With Lady Gwen, we have been unearthing the rocks and finding the beautiful seeds in the depths of the rocky angry resentment. The seeds are the new ideas I need to plant in my garden/mind/heart. The seeds are different colours to help me differentiate them.
There are also weeds, which I’ve only just newly understood. I originally thought they were malevolent spirits out to get me. (And maybe there was one succubus demon, but I’m not sure) but the weeds seem to be bad ideas grown out of control? I’m not entirely positive yet. I *think* I have identified one but I’m as yet unclear. I am sure I will better understand soon enough.
I’ve found that now that I am healthy, it’s an okay time to do shadow work. Before, when I was furious and grieving, I would’ve just exploded and desecrated the shrine in any way I could (usually by ripping up agreements, destroying art I had made, or, once, burning a book). Things feel relatively well now though because I’ve taken the time to steady my life and do things I enjoy like drawing comics, painting with watercolour, and (new!) playing the accordion. I’m also taking breaks from my daily schedule. (The spirits and I have dubbed this my smoke break, which only works as a healthy metaphor because I don’t actually smoke cigarettes or weed).
I have had trouble with excessive visions and insomnia lately. This is partly because I occasionally take a smaller dose of my meds, which is effective if I am not overworked. I also find that I have a tendency to play with visions a bit if: (a) I haven’t played video games in awhile so I am trying to replace that entertainment with exploring a trance state or (b) I’m excessively curious about a vision because I’m asking too many questions about how the visions functions, WHY something is happening, etc.
I’m hoping that I can continue to make time for video games, the accordion, and art. I have been waking at 5 am lately to get my art in. (Replacing art with worship is such a good idea!) Last night and this morning, I went on Wikipedia binges re; Allach porcelain during WWII, Norse paganism migration, and contemporary heathen practices specifically rituals.
I discovered my local lending library the other day and picked up a French copy of Anne Frank; A life. It’s ok so far!

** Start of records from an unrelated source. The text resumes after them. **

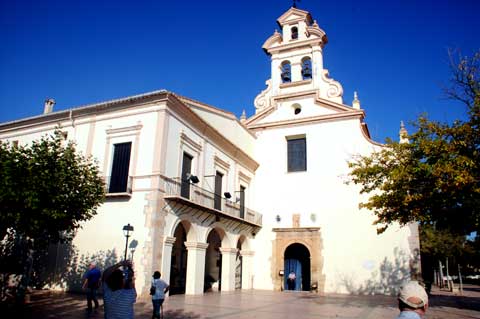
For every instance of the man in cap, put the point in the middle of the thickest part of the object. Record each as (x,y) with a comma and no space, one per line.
(92,283)
(412,301)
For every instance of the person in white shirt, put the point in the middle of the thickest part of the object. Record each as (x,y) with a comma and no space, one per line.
(412,301)
(161,288)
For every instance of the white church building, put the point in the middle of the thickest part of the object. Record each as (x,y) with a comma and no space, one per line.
(220,203)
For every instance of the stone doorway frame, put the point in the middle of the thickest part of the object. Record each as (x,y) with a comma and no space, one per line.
(311,238)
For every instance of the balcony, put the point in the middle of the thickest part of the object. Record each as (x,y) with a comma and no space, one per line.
(119,187)
(197,197)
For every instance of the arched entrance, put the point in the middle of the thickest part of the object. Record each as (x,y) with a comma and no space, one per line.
(297,261)
(178,271)
(238,266)
(213,262)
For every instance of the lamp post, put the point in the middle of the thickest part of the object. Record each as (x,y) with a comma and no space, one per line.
(126,231)
(133,246)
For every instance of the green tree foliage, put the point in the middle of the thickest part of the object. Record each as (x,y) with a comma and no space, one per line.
(47,188)
(435,178)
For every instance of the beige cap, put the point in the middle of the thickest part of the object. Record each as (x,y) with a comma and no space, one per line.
(413,295)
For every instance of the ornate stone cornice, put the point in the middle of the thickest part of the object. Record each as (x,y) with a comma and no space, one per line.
(308,120)
(196,246)
(228,250)
(169,240)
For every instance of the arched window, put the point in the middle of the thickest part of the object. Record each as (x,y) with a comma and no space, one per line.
(294,31)
(306,68)
(286,72)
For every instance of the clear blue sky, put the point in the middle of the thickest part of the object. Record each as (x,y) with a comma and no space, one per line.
(394,53)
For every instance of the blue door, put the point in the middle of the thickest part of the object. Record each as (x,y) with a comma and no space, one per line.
(295,266)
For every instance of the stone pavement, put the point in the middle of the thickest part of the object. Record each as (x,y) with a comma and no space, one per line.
(262,304)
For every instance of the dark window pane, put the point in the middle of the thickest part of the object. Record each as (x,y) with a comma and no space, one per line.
(186,169)
(120,167)
(242,202)
(297,155)
(218,191)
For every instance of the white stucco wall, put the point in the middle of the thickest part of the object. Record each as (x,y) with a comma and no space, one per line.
(352,251)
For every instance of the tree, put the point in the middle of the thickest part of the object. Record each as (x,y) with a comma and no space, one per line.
(46,190)
(435,178)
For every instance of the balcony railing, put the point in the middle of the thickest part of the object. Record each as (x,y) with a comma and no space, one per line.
(211,201)
(121,188)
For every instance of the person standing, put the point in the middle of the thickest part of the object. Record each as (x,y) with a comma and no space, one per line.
(291,280)
(161,288)
(119,292)
(92,283)
(412,301)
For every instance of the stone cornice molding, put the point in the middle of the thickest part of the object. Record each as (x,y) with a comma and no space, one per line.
(295,83)
(190,142)
(228,250)
(316,31)
(308,120)
(272,40)
(294,45)
(169,240)
(302,16)
(296,230)
(196,245)
(244,177)
(366,134)
(86,110)
(134,128)
(247,252)
(218,161)
(250,123)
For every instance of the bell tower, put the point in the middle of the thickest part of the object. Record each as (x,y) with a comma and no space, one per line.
(297,61)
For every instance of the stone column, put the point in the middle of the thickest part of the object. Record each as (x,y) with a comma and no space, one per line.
(195,268)
(228,268)
(317,66)
(167,258)
(247,269)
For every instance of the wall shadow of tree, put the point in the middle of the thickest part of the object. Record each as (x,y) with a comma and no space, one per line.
(61,266)
(386,280)
(78,266)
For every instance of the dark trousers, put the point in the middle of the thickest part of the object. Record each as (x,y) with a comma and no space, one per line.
(157,303)
(92,296)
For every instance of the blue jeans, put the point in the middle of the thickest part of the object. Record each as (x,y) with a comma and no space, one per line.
(92,296)
(157,303)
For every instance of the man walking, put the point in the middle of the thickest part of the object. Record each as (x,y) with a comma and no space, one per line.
(92,283)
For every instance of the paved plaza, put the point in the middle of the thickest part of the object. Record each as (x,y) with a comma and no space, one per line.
(263,304)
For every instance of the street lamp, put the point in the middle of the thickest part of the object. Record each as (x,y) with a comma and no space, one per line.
(126,231)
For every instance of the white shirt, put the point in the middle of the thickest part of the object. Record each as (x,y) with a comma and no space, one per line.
(160,286)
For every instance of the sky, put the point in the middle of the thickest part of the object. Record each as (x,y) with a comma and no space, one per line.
(394,53)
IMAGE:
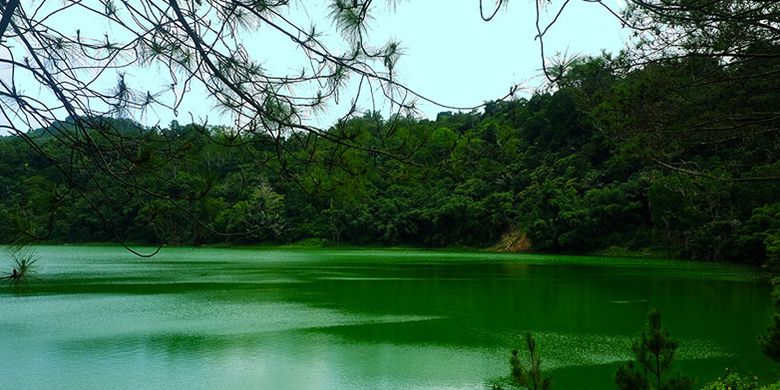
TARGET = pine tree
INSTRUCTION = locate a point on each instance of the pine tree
(654, 351)
(532, 377)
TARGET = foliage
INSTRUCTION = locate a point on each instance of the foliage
(733, 381)
(770, 342)
(654, 352)
(530, 376)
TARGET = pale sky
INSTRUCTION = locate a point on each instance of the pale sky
(450, 54)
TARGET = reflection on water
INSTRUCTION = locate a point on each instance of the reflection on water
(290, 319)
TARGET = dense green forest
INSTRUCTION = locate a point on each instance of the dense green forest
(646, 158)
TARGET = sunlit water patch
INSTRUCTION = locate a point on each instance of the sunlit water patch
(292, 319)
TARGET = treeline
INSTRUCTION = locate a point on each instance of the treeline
(608, 156)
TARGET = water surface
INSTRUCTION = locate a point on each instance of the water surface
(355, 319)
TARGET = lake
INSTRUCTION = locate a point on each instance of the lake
(99, 317)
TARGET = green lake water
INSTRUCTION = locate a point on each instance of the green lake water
(98, 317)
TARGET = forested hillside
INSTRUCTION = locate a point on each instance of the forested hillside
(643, 158)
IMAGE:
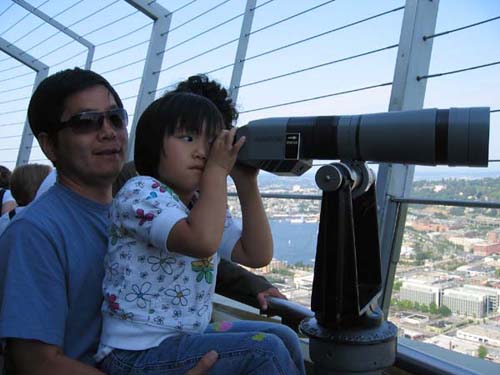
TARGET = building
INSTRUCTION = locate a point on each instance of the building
(492, 296)
(486, 249)
(465, 301)
(483, 334)
(418, 292)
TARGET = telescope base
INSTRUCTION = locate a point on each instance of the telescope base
(351, 351)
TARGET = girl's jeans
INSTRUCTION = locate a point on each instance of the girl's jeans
(244, 347)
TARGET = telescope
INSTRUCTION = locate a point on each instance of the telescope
(287, 145)
(347, 330)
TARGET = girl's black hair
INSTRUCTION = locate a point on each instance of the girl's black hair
(173, 111)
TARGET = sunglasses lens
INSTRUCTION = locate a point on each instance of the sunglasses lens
(118, 118)
(88, 122)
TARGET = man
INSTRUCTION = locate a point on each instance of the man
(51, 255)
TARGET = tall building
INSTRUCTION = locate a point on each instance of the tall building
(464, 301)
(418, 292)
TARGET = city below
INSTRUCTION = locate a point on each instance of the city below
(447, 285)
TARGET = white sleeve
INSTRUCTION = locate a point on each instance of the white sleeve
(150, 211)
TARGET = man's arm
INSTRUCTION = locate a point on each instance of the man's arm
(35, 357)
(233, 281)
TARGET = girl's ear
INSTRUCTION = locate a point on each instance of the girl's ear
(48, 146)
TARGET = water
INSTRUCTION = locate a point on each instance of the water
(294, 242)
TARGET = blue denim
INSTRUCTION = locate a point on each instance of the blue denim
(244, 347)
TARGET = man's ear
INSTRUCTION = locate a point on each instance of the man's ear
(48, 146)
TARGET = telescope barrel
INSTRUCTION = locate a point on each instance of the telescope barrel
(455, 137)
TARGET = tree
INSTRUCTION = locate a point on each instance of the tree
(482, 352)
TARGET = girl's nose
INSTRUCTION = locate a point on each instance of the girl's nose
(201, 150)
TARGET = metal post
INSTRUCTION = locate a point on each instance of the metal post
(154, 60)
(413, 60)
(61, 28)
(42, 71)
(241, 52)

I understand more of it than I thought I would.
Lord Odin and Lady Gwen both encourage me to research WWII because they each identify with it, for different reasons.
My angle is mostly looking at runic influences on Nazism but I’m also curious about the transgender and sexology research that Nazis destroyed and artists who were taken by the Nazis and what that meant for them. I recently read The Tattooist at Auschwitz which was an impressive read. There is a local Holocaust center here which I could go to. I haven’t been since I was a teen but I do have this thought of visiting again. I don’t really want to go alone but I also really don’t want to ask my Jewish friends to come with me…
Note/reminder to self: take dysphoria away from deities, including LO and LH. Make bedtime prayer to LH to begin clarifying the issue. Confirm with G about inability to continue Lady Aphrodite’s story because of Reasons.